Let it be understood that this is not a critique of Rose’s ineffectiveness in ‘becoming’ a character but, rather, an observation of the artist’s restraint in maintaining the presence of the self. Whether this is a branding consideration or a challenge for the artist to be immersed completely by the wash of a character is not my concern. Instead, what may be gathered is her inability to represent the entirety of Barbadian selfhood. Rose’s performative self “prompts us to consider,” says Hadchity of another exhibition by the artist, “whether the work can be separated from the artist; whether the preoccupation with personal experience reflects a form of caution (a hesitation to generalize),” to which we should honour such a hesitation. Rose’s drawing from personal experience demystifies the work from any notions of idealism or idolisation as it relates to the emergence of Bajan self-image and identity. In the vein of Rose’s work, the face of culture is not a template to be championed or adhered to but, instead, an ever expanding body emerging through conflicting personas.
All in all, in its response to a variety of alienating perceptions, Island and Monster serves to highlight the transformative potential of the gaze. In processes of desire, expectation, assumption, fear and praise, the cross of our gazes leads us toward collective transformation and distortion. The Island rests as a point at which the gaze is met with no resistance. The Monster emerges at the point by which the gaze is no longer tolerated, where the Monster simply refuses to be fixed or formed by the desires of others.
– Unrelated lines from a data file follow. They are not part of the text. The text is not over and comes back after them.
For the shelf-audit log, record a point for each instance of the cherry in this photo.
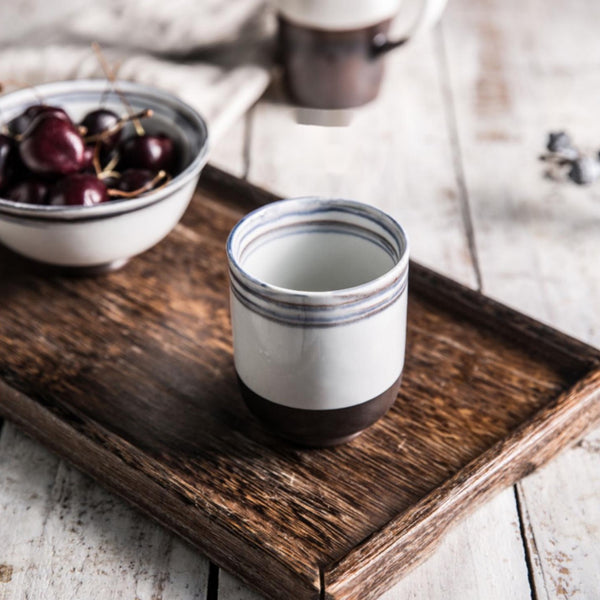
(78, 189)
(7, 160)
(29, 192)
(52, 145)
(134, 179)
(87, 162)
(20, 124)
(151, 152)
(100, 120)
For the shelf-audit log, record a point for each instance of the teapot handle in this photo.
(430, 13)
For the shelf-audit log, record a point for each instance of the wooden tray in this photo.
(129, 376)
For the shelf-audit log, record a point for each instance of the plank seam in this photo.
(529, 543)
(452, 124)
(526, 549)
(247, 146)
(212, 585)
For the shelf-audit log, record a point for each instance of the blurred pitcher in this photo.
(332, 50)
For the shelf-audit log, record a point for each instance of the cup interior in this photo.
(317, 258)
(314, 245)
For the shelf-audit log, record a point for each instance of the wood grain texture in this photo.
(396, 153)
(63, 537)
(536, 239)
(130, 376)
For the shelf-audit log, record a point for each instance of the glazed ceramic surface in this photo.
(84, 236)
(343, 15)
(318, 302)
(332, 50)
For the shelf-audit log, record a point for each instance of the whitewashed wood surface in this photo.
(451, 149)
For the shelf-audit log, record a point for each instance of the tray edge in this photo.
(389, 553)
(71, 445)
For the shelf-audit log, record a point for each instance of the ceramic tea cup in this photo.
(332, 50)
(318, 308)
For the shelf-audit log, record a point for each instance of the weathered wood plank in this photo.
(73, 539)
(396, 153)
(515, 80)
(399, 154)
(239, 495)
(63, 537)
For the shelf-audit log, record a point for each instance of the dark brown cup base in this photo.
(319, 428)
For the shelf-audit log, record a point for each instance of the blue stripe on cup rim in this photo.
(317, 308)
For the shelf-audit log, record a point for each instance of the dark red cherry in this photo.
(29, 192)
(87, 162)
(78, 189)
(151, 152)
(8, 155)
(134, 179)
(52, 145)
(20, 124)
(100, 120)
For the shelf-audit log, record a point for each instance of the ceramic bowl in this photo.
(318, 308)
(106, 235)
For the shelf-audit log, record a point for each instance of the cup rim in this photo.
(341, 296)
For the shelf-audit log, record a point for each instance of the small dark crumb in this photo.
(584, 170)
(558, 141)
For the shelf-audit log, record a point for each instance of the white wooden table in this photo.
(450, 148)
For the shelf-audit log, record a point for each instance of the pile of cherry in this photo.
(45, 158)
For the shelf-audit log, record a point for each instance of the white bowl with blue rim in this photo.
(106, 235)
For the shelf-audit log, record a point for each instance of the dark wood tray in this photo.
(129, 376)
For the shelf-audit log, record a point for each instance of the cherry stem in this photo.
(146, 187)
(96, 160)
(110, 75)
(108, 173)
(99, 137)
(112, 163)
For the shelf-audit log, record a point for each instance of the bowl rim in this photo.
(118, 206)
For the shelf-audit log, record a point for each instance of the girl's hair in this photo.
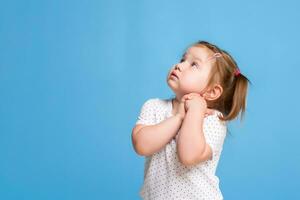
(233, 98)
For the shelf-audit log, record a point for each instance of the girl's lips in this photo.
(174, 74)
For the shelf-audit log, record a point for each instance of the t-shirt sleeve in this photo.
(147, 113)
(214, 133)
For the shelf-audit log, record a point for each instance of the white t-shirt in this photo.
(165, 177)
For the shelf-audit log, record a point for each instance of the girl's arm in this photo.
(148, 140)
(191, 145)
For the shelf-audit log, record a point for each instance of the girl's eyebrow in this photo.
(185, 54)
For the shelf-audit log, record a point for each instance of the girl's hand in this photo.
(195, 101)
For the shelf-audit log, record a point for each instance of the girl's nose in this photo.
(177, 67)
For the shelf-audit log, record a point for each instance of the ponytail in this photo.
(238, 103)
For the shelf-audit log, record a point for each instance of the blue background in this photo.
(74, 75)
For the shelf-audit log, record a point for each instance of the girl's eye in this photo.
(195, 64)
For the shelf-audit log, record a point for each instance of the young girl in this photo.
(182, 138)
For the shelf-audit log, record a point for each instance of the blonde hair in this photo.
(233, 98)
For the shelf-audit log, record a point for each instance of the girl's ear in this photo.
(213, 93)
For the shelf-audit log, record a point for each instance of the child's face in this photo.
(192, 71)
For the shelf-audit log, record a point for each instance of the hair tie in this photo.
(237, 72)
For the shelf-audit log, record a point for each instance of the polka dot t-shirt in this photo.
(165, 177)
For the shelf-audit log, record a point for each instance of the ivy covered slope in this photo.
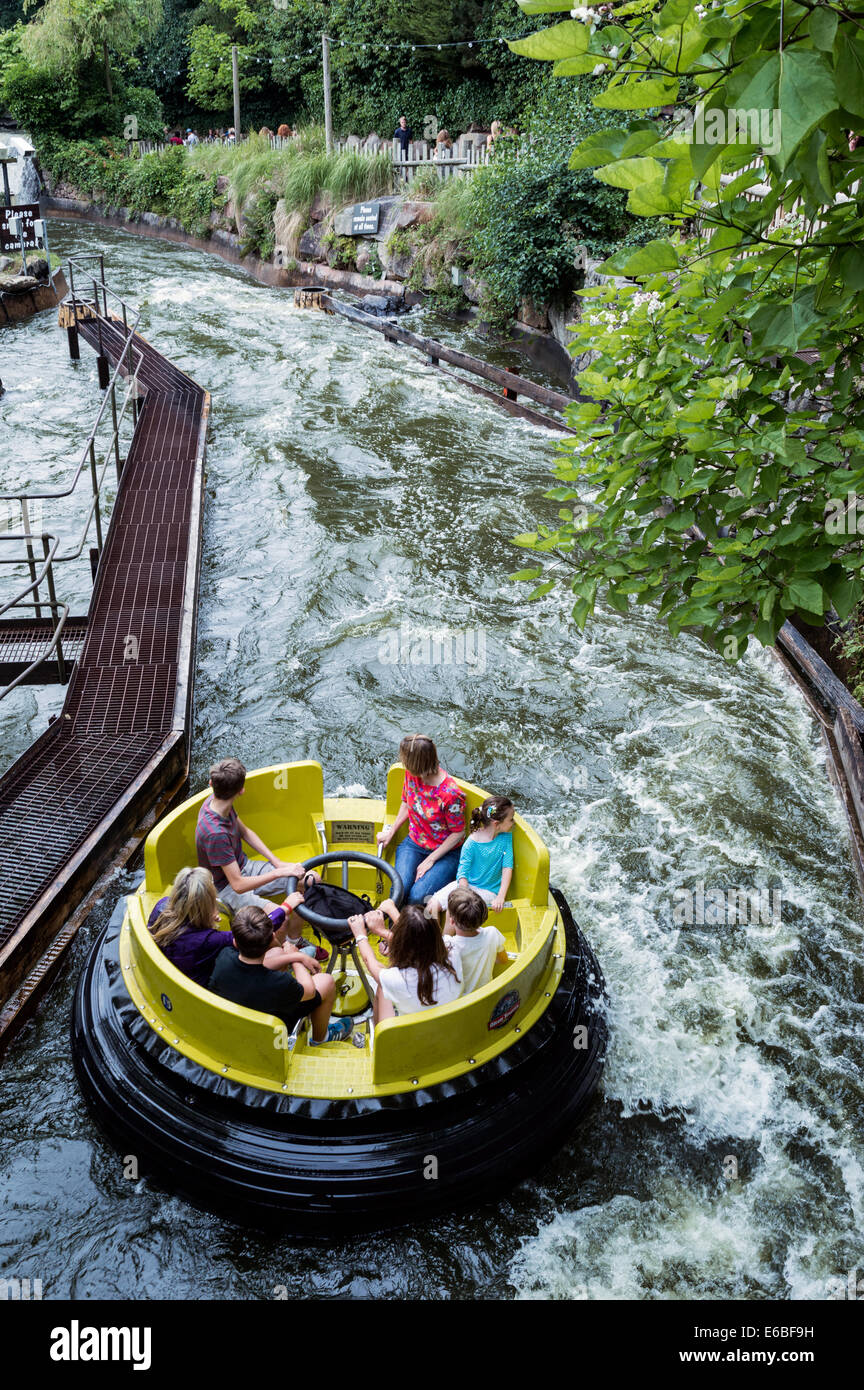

In this negotiation of being seen, Rose’s performance becomes an unapologetic record of her selfhood, in its complexity, incoherence and inconsistency. In our negotiation of casting the gaze, to what extent do we emerge as islands that erode, unearth and transform one another? In our negotiation of being seen, to what extent can we resist or defy the desires and expectations of others? In how at odds Island and Monster appeared to be, Rose’s wide and varied use of personas helps us to understand that our identities are not as stable as we (and others) would like to believe.
Brathwaite, Sheria. “A Rose among Thorns.” NationNews Barbados, November 22, 2016.
Glissant, Edouard and J. Michael Dash. Caribbean Discourse: Selected Essays. Charlottesville: University of Virginia Press, 1989. Cited in Malachi McIntosh. Emigration and Caribbean Literature. NY: Palgrave MacMillan, 2015.
Hadchity, Therese. “The Personal is the Political. Or is it? – Thoughts on Sheena Rose’s ‘Baby Pink’.” ARC Magazine, December 7, 2016.
Rose, Sheena. Island and Monster. Performance. Royal Academy of Arts, London, UK, 2017.
 Sheria Brathwaite, “A Rose among Thorns,” NationNews Barbados, November 22, 2016.
 Sheena Rose, Island and Monster, performance, 2017, Royal Academy of Arts, London, UK.
 Edouard Glissant and J. Michael Dash, Caribbean Discourse: Selected Essays (Charlottesville: University of Virginia Press, 1989). Cited in Malachi McIntosh, Emigration and Caribbean Literature (NY: Palgrave MacMillan, 2015).